1. RELION3 を起動し撮影したムービーを取り込み、Beam induced movement を RELION 内蔵の Motion Correction で補正し、CTFFIND4（文献[16]）でデフォーカス量を見積もる。
2. Laplacian-of-Gaussian フィルター、3次元構造や2次元クラス平均化像等を用いて自動粒子拾いを行う。この操作でムービー中の粒子の座標が記録される。
3. ムービー中の粒子の座標ファイルの情報をもとに粒子を切り出す。この際、pixel size を3～4倍とヘリックス等の2次構造を可視化できる size までダウンスケーリングしデータサイズを縮小する。データ解析の初期段階ではゴミも多く含んでいることから、データサイズを小さくし低分解情報を使って目的タンパク質由来の粒子を集めることで、計算効率高く処理することが可能となる。
4. 粒子を切り出した単粒子画像を 2D classification や 3D classification を行い、目的タンパク質の粒子を選りすぐり、2次構造を可視化可能な単粒子構造を再構成する。新規構造など構造情報がない場合は initial model を新規に作る必要がある。
5. 選りすぐった粒子の座標ファイルの情報をもとにムービー中から粒子を切り出し直す。この際、ナイキスト周波数の関係から、pixel size を目標の分解能の半分程度の値になるように粒子を切り出す。
6. 切り出し直した単粒子画像を用いて 3D refinement を実施する。
7. 単粒子画像ごとのデフォーカス量の推定と、データセット全体のビーム傾斜の推定を行う CTF refinement を実施する。
8. ビーム誘起性の試料ドリフトをベイズ推定により補正することで単粒子画像の S/N 比を向上させる Bayesian polishing を実施する。
9. Bayesian polishing 後の単粒子情報を取り込み、高分解能構造解析を目指した 3D refinement を行う。
10. 最後に Post-processing 処理をする。

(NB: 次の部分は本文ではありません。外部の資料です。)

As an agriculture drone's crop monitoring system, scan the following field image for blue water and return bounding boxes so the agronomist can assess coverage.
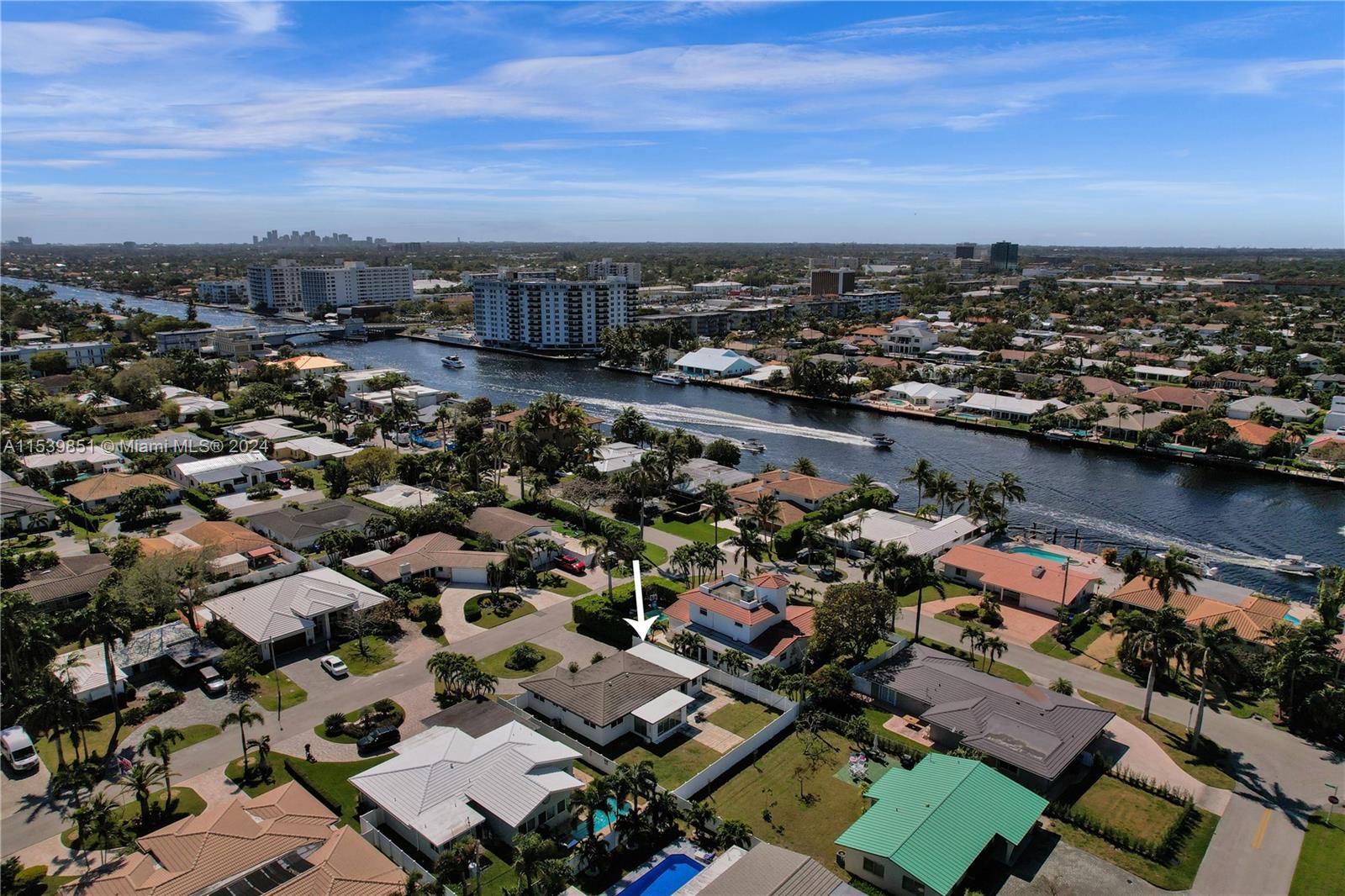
[1009,545,1074,564]
[621,854,704,896]
[573,797,630,840]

3D refinement 後の密度マップとマスクを取り込み、B-factor によるシャープニングと、マスクを施した状態での FSC 計算を行う。

P4-ATPase の単粒子構造解析（図7）

1. CTFFIND4 まで実施後、P4-ATPase の3次元構造をレファレンスに用いて、4395ムービーから自動で1,097,443粒子を拾い、pixel size 3.24 Å/pix、box size 64 pix に切り出した。
2. 切り出した単粒子画像を P4-ATPase の3次元構造をレファレンスに 3D classification を3周実施し粒子を選りすぐった結果、316,665粒子像からなる P4-ATPase の3次元構造を取得した。
3. 選りすぐった粒子の座標ファイルの情報をもとにムービー中から粒子を、pixel size 0.83 Å/pix、box size 260 pix に切り出し直した。
4. 切り出し直した単粒子画像を用いて 3D refinement、CTF refinement、Bayesian polishing を実施した。Bayesian polishing 後の単粒子情報を取り込み、高分解能構造解析を目指した 3D refinement を行った。
5. 最後に Post-processing 処理し、3D refinement 後の密度マップとマスクを取り込み、B-factor によるシャープニングと、マスクを施した状態でのFSC 計算、部分分解能を計算した。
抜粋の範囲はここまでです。